Istanbul's 24/7 Atatürk Library chosen as Turkey's best
by Anadolu Agency
ISTANBULOct 27, 2016 - 12:00 am GMT+3
by Anadolu Agency
Oct 27, 2016 12:00 am
The Atatürk Library near Istanbul's Taksim Square has been chosen as Turkey's best library following an assessment of a jury committee of renowned authors and literary experts including Professor Handan İnci and İhsan Yılmaz.
Offering 24/7 service, the library is run under the Istanbul Metropolitan Municipality Libraries and Museums Directorate. The jury committee said that the library has a rich collection including those published before 1928.
The Atatürk Library is located at a building constructed by Turkey's largest conglomerate Koç Holding for the 50th anniversary of the republic in 1973. The library was opened in 1939 and moved into the current space later. The location is one of the early republic period libraries that provides service to public and research specialists. More than 600 people visit the library each day.
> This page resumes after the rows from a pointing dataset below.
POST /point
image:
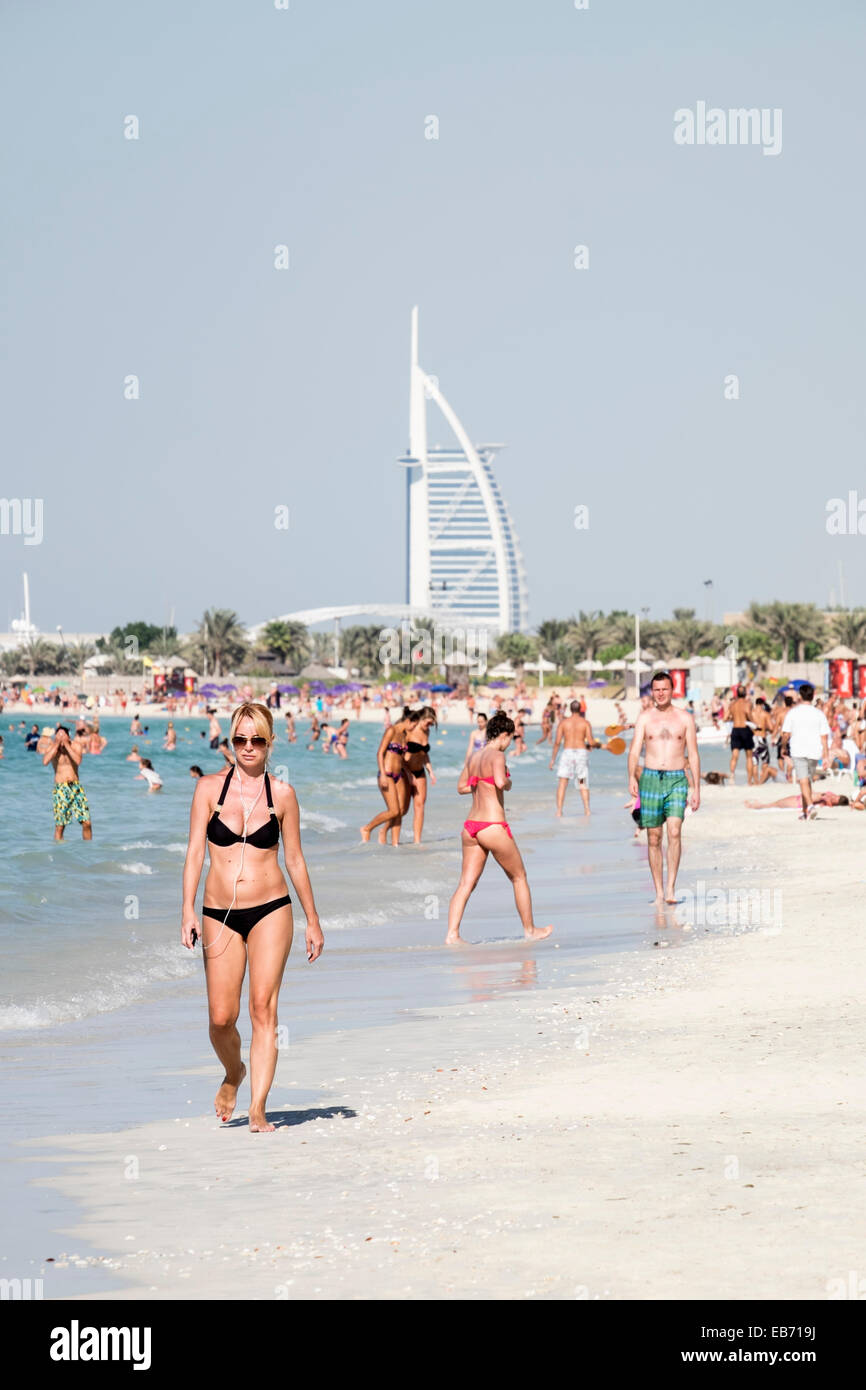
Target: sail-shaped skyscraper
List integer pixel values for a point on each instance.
(462, 549)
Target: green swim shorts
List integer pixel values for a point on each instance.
(70, 801)
(663, 795)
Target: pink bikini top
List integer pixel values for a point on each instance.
(474, 781)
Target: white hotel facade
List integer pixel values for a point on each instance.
(462, 551)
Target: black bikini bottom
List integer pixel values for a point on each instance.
(243, 919)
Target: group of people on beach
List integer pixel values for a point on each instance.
(246, 913)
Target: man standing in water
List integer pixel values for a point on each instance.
(742, 740)
(663, 788)
(70, 799)
(576, 736)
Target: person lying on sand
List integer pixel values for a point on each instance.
(826, 798)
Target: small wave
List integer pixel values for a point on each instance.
(421, 886)
(114, 993)
(317, 820)
(355, 919)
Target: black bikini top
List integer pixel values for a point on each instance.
(267, 836)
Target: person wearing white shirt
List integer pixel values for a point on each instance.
(805, 734)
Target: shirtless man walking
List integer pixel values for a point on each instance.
(70, 799)
(576, 736)
(740, 713)
(663, 788)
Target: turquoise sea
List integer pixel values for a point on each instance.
(103, 1016)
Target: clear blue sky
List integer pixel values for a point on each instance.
(306, 127)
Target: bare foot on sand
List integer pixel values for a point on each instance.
(227, 1096)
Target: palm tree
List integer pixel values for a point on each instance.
(850, 628)
(790, 624)
(552, 641)
(587, 633)
(39, 655)
(619, 628)
(360, 647)
(516, 648)
(288, 641)
(220, 640)
(758, 648)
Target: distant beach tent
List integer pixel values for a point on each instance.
(541, 666)
(317, 673)
(838, 653)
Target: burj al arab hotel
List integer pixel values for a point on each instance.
(462, 551)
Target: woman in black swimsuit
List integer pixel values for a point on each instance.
(241, 816)
(392, 779)
(417, 766)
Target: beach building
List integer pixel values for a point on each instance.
(462, 549)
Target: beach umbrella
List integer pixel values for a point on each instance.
(838, 653)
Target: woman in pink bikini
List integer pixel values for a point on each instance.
(488, 833)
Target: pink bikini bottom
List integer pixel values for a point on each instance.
(474, 826)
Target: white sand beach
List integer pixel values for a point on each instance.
(688, 1129)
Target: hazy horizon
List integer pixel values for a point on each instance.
(264, 388)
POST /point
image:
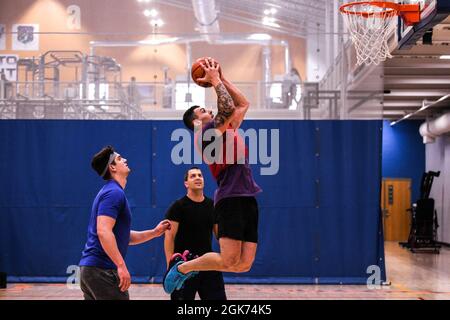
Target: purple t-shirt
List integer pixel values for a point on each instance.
(233, 179)
(110, 201)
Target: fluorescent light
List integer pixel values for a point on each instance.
(153, 42)
(157, 22)
(259, 36)
(270, 11)
(270, 21)
(150, 13)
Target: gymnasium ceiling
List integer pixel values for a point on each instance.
(411, 76)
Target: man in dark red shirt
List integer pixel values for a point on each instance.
(235, 205)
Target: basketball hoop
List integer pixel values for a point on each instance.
(371, 23)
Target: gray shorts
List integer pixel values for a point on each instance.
(101, 284)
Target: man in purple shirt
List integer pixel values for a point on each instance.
(236, 208)
(103, 272)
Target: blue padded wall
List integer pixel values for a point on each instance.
(320, 218)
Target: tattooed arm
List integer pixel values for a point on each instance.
(240, 101)
(225, 104)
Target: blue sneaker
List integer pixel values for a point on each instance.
(174, 279)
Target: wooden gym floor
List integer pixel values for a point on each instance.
(412, 277)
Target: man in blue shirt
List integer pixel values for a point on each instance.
(104, 274)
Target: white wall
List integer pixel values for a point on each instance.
(438, 159)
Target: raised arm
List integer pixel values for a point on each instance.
(225, 104)
(240, 101)
(169, 241)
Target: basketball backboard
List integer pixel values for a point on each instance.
(432, 13)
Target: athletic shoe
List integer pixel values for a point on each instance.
(174, 279)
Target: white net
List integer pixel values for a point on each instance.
(370, 27)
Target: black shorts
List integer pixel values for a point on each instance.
(101, 284)
(237, 218)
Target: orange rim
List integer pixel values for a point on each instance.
(409, 12)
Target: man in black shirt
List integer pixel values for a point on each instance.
(193, 220)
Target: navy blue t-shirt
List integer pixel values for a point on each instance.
(111, 202)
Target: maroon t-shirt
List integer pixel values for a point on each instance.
(234, 176)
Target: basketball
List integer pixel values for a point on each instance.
(197, 72)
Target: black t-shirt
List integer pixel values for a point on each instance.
(196, 221)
At the start, the library had around 170,000 publications, mainly donated by some of Turkey's top intellectuals of the time.Today the library has more than 500,000 publications, including books, antique writings, maps, postcards and one of Turkey's largest newspaper and magazine collections. The three-floor hexagonal building was designed in the 1970s by Turkey's award-winning architect Sedad Hakkı Eldem who had an important influence on the country's national style.
The library's rare manuscripts in Arabic, Persian and Ottoman languages are available at the website "ataturkkitapligi.ibb.gov.tr." Turkey's first library was Beyazıt State Library, which was formed by Ottoman Sultan Abdülhamid II in 1884 in the Islamic-Ottoman social complex of Beyazıt.